A damning new World Bank report has revealed that Nigeria’s social safety-net programmes are failing spectacularly, with 56% of benefits missing their intended targets among the nation’s poor despite billions of naira spent annually on poverty alleviation.
The November 2025 report, “The State of Social Safety Nets in Nigeria,” exposes how poor targeting, inadequate funding and flawed programme design have rendered most government interventions ineffective in combating poverty.
According to the report, while 56% of social programme beneficiaries are genuinely poor, they receive only 44% of total benefits. This alarming inefficiency stems from fundamental design flaws – most programmes, including the National Social Safety Nets Programme, provide fixed amounts per household rather than per individual.
This approach disproportionately harms larger poor families, who must stretch the same benefit amount across more household members than smaller, potentially better-off families receiving identical support.
The World Bank noted that programmes targeting individuals rather than households, like the National Home-Grown School Feeding Programme, avoid this pitfall. However, the school feeding scheme remains limited to pupils in grades one to three without full national coverage, drastically restricting its impact.
Nigeria’s social protection spending stands at a meager 0.14% of GDP, far below the global average of 1.5% and the Sub-Saharan African average of 1.1%. This inadequate investment has produced “almost no impact” on poverty, with all social programmes combined reducing the national poverty headcount by just 0.4 percentage points.
The report also highlighted Nigeria’s dangerous dependence on donor funding, with official development assistance accounting for about 60% of federal safety-net spending between 2015 and 2021. The World Bank alone provided over 90% of this support, creating sustainability risks.
Amid the grim findings, the National Social Safety Nets Programme emerged as a rare success story.
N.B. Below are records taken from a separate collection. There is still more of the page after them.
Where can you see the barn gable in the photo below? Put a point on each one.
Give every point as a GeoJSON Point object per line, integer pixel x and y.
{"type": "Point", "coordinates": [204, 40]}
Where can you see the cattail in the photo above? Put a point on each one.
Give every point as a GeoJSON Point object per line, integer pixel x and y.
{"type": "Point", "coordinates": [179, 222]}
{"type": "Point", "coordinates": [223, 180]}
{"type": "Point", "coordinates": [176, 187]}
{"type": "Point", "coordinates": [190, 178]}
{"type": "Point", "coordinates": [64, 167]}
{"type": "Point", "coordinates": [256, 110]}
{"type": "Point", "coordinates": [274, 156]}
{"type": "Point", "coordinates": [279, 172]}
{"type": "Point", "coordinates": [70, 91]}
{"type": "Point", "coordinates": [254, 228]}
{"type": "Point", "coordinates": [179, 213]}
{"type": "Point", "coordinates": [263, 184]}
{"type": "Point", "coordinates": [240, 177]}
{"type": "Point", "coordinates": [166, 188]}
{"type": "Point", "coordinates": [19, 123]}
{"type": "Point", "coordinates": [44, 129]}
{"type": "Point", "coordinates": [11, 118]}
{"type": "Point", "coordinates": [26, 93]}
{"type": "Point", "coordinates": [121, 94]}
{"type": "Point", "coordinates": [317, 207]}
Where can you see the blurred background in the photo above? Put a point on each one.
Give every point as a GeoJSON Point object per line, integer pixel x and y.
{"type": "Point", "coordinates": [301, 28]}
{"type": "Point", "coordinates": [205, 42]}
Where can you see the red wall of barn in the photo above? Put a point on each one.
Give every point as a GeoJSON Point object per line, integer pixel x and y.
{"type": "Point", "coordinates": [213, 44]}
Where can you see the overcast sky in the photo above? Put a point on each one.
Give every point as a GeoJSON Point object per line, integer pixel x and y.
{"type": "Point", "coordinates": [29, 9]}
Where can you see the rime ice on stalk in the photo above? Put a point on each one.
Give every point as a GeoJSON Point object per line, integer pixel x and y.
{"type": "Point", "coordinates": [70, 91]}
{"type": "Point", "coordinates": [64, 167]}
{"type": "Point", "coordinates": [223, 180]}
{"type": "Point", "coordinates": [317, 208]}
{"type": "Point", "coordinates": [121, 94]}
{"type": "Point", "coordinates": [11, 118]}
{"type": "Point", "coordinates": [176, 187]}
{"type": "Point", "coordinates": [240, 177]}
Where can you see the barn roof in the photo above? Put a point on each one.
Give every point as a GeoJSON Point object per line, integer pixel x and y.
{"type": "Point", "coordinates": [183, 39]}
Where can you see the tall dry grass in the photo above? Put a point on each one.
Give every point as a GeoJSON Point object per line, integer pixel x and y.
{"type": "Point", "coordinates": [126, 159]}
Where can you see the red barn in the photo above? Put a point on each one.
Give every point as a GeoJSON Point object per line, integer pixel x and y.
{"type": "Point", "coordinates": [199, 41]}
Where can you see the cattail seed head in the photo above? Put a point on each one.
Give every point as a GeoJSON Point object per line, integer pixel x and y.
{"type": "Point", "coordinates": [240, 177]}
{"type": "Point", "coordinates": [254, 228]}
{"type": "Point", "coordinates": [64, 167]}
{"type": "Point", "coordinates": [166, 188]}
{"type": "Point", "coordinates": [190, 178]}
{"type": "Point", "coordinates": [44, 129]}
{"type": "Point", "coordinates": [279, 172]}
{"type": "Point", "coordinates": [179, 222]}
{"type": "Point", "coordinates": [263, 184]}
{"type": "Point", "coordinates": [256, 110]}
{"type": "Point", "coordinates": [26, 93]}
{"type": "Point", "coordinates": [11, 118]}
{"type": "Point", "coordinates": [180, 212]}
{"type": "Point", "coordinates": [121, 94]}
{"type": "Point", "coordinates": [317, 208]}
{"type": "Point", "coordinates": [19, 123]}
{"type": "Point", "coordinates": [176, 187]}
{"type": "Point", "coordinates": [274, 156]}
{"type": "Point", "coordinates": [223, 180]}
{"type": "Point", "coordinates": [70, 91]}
Using the National Social Registry – now Sub-Saharan Africa’s largest social registry with over 85 million individuals – the programme reduced poverty among its beneficiaries by 4.3 percentage points, nearly ten times more effective than other interventions.
The World Bank urged Nigeria to urgently increase domestic funding for social protection and leverage existing platforms like the National Social Registry for more efficient, transparent assistance delivery to those who need it most.